As far back as the 1700s families in cities obtained some of their meals from public eating places. Usually the food came to them rather than the reverse. If they were wealthy they sent a servant to pick up dinner from the local caterer. “Any Family may be supplied at any time with dishes of victuals hot or cold,” advised a standard newspaper advertisement of the 1790s.

No one realized it of course but the habit of getting the family dinner from a restaurant and eating it at home would become a mainstay of American restaurant business of the future, especially after World War II when carry-out increased.

Families occasionally went out to eat in the 19th century, yet it was unusual enough that when children were spotted in restaurants it tended to set off alarms that still echo today. A magazine in 1853, observing children at New York’s Thompson’s, Taylor’s, and Weller’s – all of which specially catered to women and children – noted, “The little people are taken out, to save trouble, and fed on dainties at the brilliant restaurants, where their appetites are awfully vitiated, and they eat most alarming quantities of ice-creams and oysters.”

Ladies’ restaurants aside, most places were and would remain male turf almost until World War I. Families usually ate in private rooms upstairs, away from barrooms, ruckus, and rude stares. Even in small towns the more ambitious restaurants provided special accommodations for families. In Tombstone, Arizona, the International Restaurant, a miners’ café, advertised dining rooms reserved for them in 1881. Conditions changed little until tea rooms became popular around 1910. They established a kind of “beachhead” for women diners, also multiplying the places where children might eat. Early ones such as the Mother Goose-theme tea room in NYC and the Whistling Oyster in Ogunquit, Maine, which produced its own souvenir children’s book, made a specialty of pleasing young patrons.

After the First World War restaurants became cleaner, more informal, and alcohol-free — and they did more business than ever before. Families were especially attracted to cafeterias, particularly on the West Coast where they thrived. As more families acquired cars, the custom developed of taking a country drive on Sundays, capped off by an early dinner at a roadside inn or tea room. Children’s menus appeared, such as those of California’s Pig ‘N Whistle chain in 1937. The South’s S&W cafeteria chain began to present weekly children’s entertainment nights in 1939. Thanks to rising incomes, more vacations, and a pro-family culture, the restaurant industry of the 1950s saw families as the customer base of the future. “You get a picture of the powerful social and economic trends working in your favor,” an advertising agency spokesman told a restaurant association in 1955.
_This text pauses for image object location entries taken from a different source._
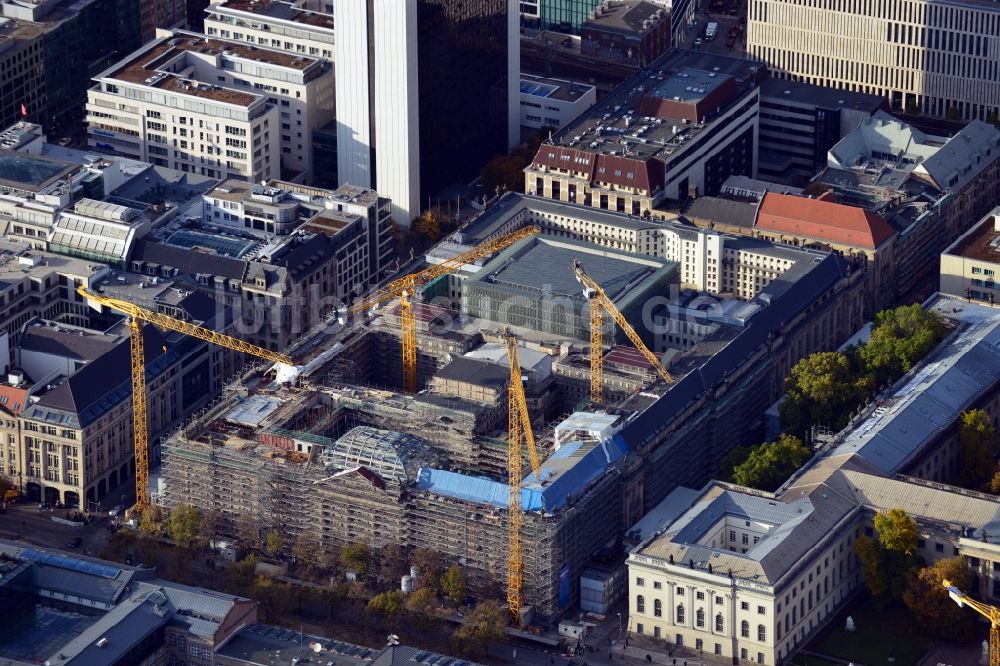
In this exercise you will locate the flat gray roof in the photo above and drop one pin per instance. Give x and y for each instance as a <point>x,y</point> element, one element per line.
<point>800,93</point>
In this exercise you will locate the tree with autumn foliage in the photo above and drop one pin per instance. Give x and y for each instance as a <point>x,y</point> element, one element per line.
<point>935,612</point>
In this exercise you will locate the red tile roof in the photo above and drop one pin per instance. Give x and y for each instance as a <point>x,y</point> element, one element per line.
<point>12,398</point>
<point>822,220</point>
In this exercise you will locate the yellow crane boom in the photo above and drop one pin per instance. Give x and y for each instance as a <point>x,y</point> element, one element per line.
<point>140,417</point>
<point>405,289</point>
<point>519,427</point>
<point>600,303</point>
<point>991,613</point>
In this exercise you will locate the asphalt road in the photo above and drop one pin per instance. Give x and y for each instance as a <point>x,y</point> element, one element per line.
<point>34,526</point>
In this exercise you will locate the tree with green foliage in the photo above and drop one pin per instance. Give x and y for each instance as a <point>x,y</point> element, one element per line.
<point>977,448</point>
<point>387,603</point>
<point>900,338</point>
<point>428,564</point>
<point>736,456</point>
<point>422,601</point>
<point>273,543</point>
<point>506,172</point>
<point>183,525</point>
<point>429,225</point>
<point>453,583</point>
<point>391,563</point>
<point>5,485</point>
<point>355,557</point>
<point>889,559</point>
<point>153,521</point>
<point>896,531</point>
<point>208,525</point>
<point>822,388</point>
<point>240,576</point>
<point>484,624</point>
<point>306,551</point>
<point>935,612</point>
<point>248,533</point>
<point>769,465</point>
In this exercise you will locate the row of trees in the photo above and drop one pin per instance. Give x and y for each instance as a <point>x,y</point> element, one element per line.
<point>766,466</point>
<point>826,387</point>
<point>366,608</point>
<point>894,572</point>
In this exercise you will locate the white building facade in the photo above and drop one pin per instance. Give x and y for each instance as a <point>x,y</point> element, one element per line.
<point>938,57</point>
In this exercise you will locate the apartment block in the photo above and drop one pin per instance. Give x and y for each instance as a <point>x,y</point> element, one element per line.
<point>215,108</point>
<point>677,129</point>
<point>937,57</point>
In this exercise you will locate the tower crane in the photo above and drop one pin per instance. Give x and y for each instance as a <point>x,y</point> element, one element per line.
<point>599,303</point>
<point>991,613</point>
<point>519,426</point>
<point>405,289</point>
<point>140,423</point>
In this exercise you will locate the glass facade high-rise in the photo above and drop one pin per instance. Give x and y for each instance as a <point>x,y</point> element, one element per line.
<point>431,94</point>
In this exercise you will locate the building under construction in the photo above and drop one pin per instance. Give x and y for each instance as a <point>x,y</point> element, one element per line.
<point>331,464</point>
<point>344,456</point>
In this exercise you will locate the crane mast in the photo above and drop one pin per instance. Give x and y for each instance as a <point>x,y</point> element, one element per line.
<point>991,613</point>
<point>406,290</point>
<point>519,427</point>
<point>599,304</point>
<point>140,413</point>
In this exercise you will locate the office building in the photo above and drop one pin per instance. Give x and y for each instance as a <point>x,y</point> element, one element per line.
<point>155,14</point>
<point>935,57</point>
<point>800,122</point>
<point>215,108</point>
<point>677,129</point>
<point>557,15</point>
<point>430,95</point>
<point>634,32</point>
<point>303,27</point>
<point>71,441</point>
<point>50,49</point>
<point>859,235</point>
<point>599,472</point>
<point>930,189</point>
<point>547,102</point>
<point>753,576</point>
<point>66,610</point>
<point>969,265</point>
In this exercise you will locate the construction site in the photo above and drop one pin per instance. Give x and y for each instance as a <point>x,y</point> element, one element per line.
<point>403,422</point>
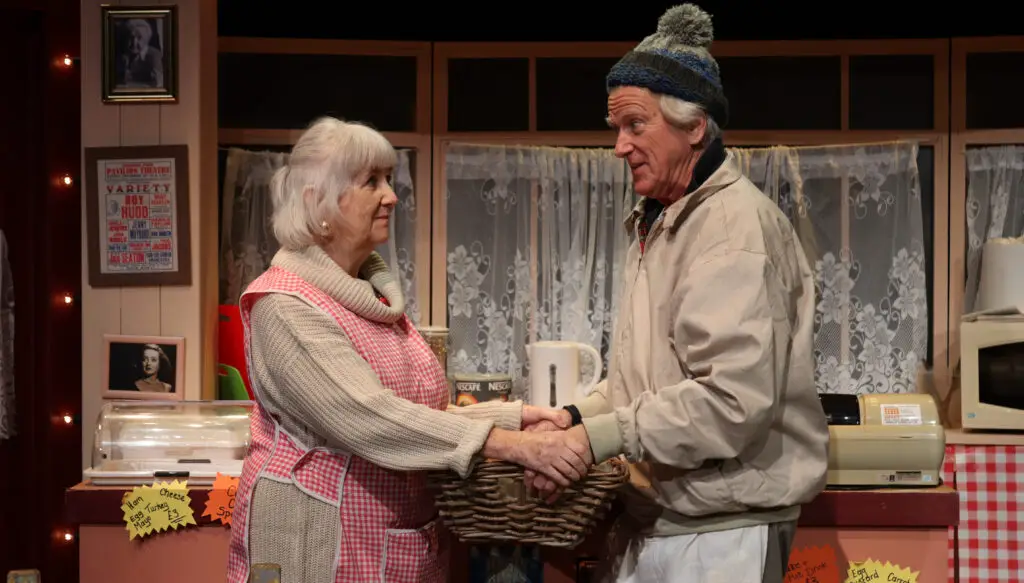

Working mothers and smaller families in the 1960s further enhanced restaurant growth. By the mid-1960s there were 18,000 restaurants in Southern California, where sales had increased almost 100% since the end of WWII, attributed primarily to family dining. In 1976 the National Restaurant Association identified families’ favorite eating spots as family restaurants, fast-food eateries, theme restaurants, cafeterias, and coffee shops. Chains such as Howard Johnson’s, Bonanza, Ponderosa, Pizza Hut, International House of Pancakes, and Denny’s looked forward to a bright future.